Research Areas



  • Assay Type Sandwich ELISA
  • Sample Types Serum, Plasma (EDTA and Heparin), Urine, Tissue Culture Media
  • Sensitivity 58 pg/mL
  • Species Human
  • Assay Duration 2 Hours
  • Samples/Plate 40 in Duplicate
  • Readout Colorimetric, 450 nm
  • Standard Curve
  • Description

    Assay Principle: 

    The Cystatin C Human ELISA Kit quantitatively measures Human Cystatin C levels in serum, plasma (EDTA and Heparin), urine, and tissue culture media. The Cystatin C Human ELISA Kit is a sandwich ELISA with a run time of 2 hours. Please read the complete kit insert for more information before performing this assay.

    Use our provided human Cystatin C standard to generate a standard curve for the assay. Pipette the standards or diluted samples into a transparent microtiter plate coated with our mouse anti-human Cystatin C antibody and incubate at room temperature for 1 hour. Add the peroxidase-conjugated human Cystatin C monoclonal antibody. Then incubate the mixture covered at room temperature for 30 minutes. The immunological reaction occurs between the peroxidase-conjugated BNP monoclonal antibody and the BNP antigen in the sample or standard. 
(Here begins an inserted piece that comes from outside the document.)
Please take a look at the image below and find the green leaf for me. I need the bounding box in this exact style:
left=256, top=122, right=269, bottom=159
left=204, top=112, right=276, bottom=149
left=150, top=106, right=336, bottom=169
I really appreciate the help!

    After the 30-minute incubation, wash away the excess peroxidase-conjugated Cystatin C monoclonal antibody and add the TMB substrate. The TMB substrate reacts with the bound peroxidase-conjugated Cystatin C monoclonal antibody generating a signal detected by a plate reader at 450nm. Use the intensity and the standard curve to calculate the Cystatin C concentration in the samples.


    Cystatin C is a low molecular weight non-glycosylated protein (13 kDa) in the cystatin superfamily. Cystatin C belongs to the cysteine proteinase inhibitor group. The imbalance between Cystatin C and cysteine proteinases is associated with conditions such as cancer, Alzheimer’s disease, multiple sclerosis, and hereditary Cystatin C amyloid angiopathy.

    Glomerular filtration in the kidneys removes Cystatin C from the blood plasma. The proximal tubular cells then reabsorb Cystatin C and degrade it. A linear relationship exists between the reciprocal Cystatin C concentration in plasma and the glomerular filtration rate (GFR). Cystatin C serum concentration is not affected by age, gender, or body mass, suggesting it may be a better marker for GFR than serum creatinine.